C’est une scène inhabituelle qu’a connue le palais de justice de Libreville ce mercredi. Vêtus de t-shirts floqués de slogans, brandissant banderoles et pancartes, des dizaines de parents réunis en collectif ont exprimé leur désarroi face à ce qu’ils qualifient d’injustice criante. Leurs enfants, une trentaine de jeunes hommes, ont été arrêtés à Libreville il y a près de huit mois, dans une affaire de trafic de drogue présumé. Depuis, ils sont détenus à Makokou sans procès, sans visite, et sans que leurs proches aient pu connaître avec précision les charges qui pèsent sur eux.
Une procédure opaque et des droits piétinés
« Nous sommes là pour demander justice pour nos enfants qui ont été arrêtés à Libreville. On ne sait pas pourquoi », a lancé Lucie Edzan Mbele-Loussou, membre du collectif parental. Selon les familles, les prévenus ont été transférés en avion militaire, à l’initiative de la Direction générale des services spéciaux (DGSS), après avoir été détenus dans les geôles de cette structure pendant plusieurs semaines, parfois jusqu’à trois mois, sans décision judiciaire formelle.

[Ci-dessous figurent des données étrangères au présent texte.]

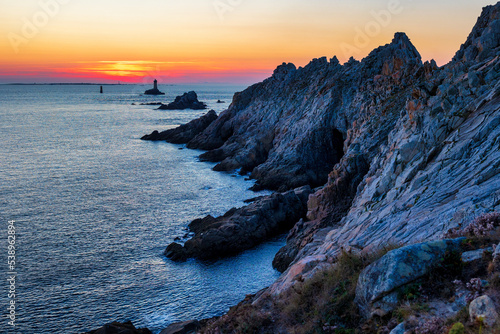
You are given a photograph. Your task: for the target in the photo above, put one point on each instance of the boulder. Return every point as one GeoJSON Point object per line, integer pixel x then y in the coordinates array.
{"type": "Point", "coordinates": [378, 284]}
{"type": "Point", "coordinates": [187, 327]}
{"type": "Point", "coordinates": [120, 328]}
{"type": "Point", "coordinates": [244, 228]}
{"type": "Point", "coordinates": [184, 133]}
{"type": "Point", "coordinates": [484, 308]}
{"type": "Point", "coordinates": [186, 101]}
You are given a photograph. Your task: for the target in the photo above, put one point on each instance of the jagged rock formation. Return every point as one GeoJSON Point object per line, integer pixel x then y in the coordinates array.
{"type": "Point", "coordinates": [413, 148]}
{"type": "Point", "coordinates": [244, 228]}
{"type": "Point", "coordinates": [377, 289]}
{"type": "Point", "coordinates": [122, 328]}
{"type": "Point", "coordinates": [185, 132]}
{"type": "Point", "coordinates": [431, 139]}
{"type": "Point", "coordinates": [186, 101]}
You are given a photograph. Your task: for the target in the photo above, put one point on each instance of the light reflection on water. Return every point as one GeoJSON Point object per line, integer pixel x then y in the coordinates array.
{"type": "Point", "coordinates": [95, 207]}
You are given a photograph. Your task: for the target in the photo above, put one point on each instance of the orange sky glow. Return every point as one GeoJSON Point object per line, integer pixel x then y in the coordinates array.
{"type": "Point", "coordinates": [219, 41]}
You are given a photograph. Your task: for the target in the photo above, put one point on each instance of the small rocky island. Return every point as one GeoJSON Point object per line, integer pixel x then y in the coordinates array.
{"type": "Point", "coordinates": [186, 101]}
{"type": "Point", "coordinates": [155, 90]}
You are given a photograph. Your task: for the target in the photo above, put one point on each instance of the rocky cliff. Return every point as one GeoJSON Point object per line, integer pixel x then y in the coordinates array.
{"type": "Point", "coordinates": [431, 140]}
{"type": "Point", "coordinates": [404, 151]}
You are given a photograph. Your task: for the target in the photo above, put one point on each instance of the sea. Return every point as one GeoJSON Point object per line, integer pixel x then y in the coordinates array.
{"type": "Point", "coordinates": [90, 208]}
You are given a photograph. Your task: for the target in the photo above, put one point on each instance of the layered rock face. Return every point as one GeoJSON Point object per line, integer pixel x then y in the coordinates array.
{"type": "Point", "coordinates": [431, 139]}
{"type": "Point", "coordinates": [290, 129]}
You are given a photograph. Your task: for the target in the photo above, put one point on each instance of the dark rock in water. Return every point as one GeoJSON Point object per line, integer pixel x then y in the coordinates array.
{"type": "Point", "coordinates": [120, 328]}
{"type": "Point", "coordinates": [186, 101]}
{"type": "Point", "coordinates": [184, 133]}
{"type": "Point", "coordinates": [187, 327]}
{"type": "Point", "coordinates": [244, 228]}
{"type": "Point", "coordinates": [154, 90]}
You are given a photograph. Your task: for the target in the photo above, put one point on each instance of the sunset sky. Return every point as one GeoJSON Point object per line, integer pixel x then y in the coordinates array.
{"type": "Point", "coordinates": [230, 41]}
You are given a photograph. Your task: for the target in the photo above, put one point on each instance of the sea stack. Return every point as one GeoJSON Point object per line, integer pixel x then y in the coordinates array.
{"type": "Point", "coordinates": [155, 90]}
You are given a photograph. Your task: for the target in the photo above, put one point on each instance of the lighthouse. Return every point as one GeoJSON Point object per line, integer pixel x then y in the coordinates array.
{"type": "Point", "coordinates": [155, 90]}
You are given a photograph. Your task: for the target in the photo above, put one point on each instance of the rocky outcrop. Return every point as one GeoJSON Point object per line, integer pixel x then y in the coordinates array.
{"type": "Point", "coordinates": [120, 328]}
{"type": "Point", "coordinates": [241, 229]}
{"type": "Point", "coordinates": [187, 327]}
{"type": "Point", "coordinates": [484, 309]}
{"type": "Point", "coordinates": [184, 133]}
{"type": "Point", "coordinates": [186, 101]}
{"type": "Point", "coordinates": [429, 137]}
{"type": "Point", "coordinates": [378, 284]}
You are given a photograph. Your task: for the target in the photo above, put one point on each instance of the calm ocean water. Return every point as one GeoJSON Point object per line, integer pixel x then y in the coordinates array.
{"type": "Point", "coordinates": [95, 208]}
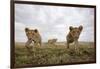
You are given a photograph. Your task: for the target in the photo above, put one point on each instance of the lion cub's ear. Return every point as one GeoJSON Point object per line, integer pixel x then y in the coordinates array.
{"type": "Point", "coordinates": [70, 28]}
{"type": "Point", "coordinates": [26, 29]}
{"type": "Point", "coordinates": [80, 27]}
{"type": "Point", "coordinates": [35, 30]}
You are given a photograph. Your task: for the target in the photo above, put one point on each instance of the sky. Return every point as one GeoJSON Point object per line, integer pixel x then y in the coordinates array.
{"type": "Point", "coordinates": [53, 21]}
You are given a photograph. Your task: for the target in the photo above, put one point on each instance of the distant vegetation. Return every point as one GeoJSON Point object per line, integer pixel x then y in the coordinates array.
{"type": "Point", "coordinates": [57, 54]}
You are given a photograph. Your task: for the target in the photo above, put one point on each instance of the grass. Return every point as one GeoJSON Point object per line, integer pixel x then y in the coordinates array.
{"type": "Point", "coordinates": [57, 54]}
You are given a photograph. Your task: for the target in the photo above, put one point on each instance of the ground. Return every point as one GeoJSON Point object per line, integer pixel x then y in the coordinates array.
{"type": "Point", "coordinates": [53, 54]}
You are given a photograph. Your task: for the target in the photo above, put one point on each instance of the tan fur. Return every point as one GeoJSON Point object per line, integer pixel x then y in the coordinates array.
{"type": "Point", "coordinates": [73, 35]}
{"type": "Point", "coordinates": [32, 35]}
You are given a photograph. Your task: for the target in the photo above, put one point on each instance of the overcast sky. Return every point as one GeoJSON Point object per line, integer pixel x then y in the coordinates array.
{"type": "Point", "coordinates": [53, 21]}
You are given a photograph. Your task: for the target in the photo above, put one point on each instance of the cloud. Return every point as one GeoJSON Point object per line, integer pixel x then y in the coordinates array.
{"type": "Point", "coordinates": [53, 21]}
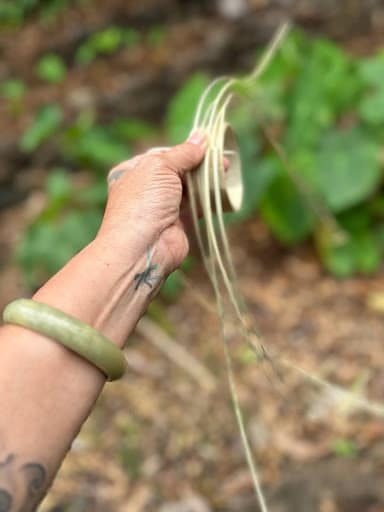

Sur place à Makokou, les conditions de détention sont qualifiées d’inacceptables. Les visites sont interdites, les avocats entravés, et l’accès aux prévenus se fait sous surveillance militaire. « Quand les avocats ont tenté de les voir, c’était deux minutes par personne, avec les gardes pénitentiaires présents. Ce n’est pas un procès équitable », déplore la même source.
Une justice à géométrie variable ?
Le Collectif s’indigne du silence de la juge d’instruction en charge du dossier, basée à Libreville, qui n’a toujours pas procédé à l’audition des mis en cause. « Qu’on nous dise ce qu’ils ont fait ! On ne sait pas ! Que les coupables soient jugés et les innocents relâchés », martèle l’une des mères. Surtout, le Collectif affirme avoir saisi en vain plusieurs autorités, dont le procureur de la République, le procureur général de la Cour de cassation et le ministère de la Justice.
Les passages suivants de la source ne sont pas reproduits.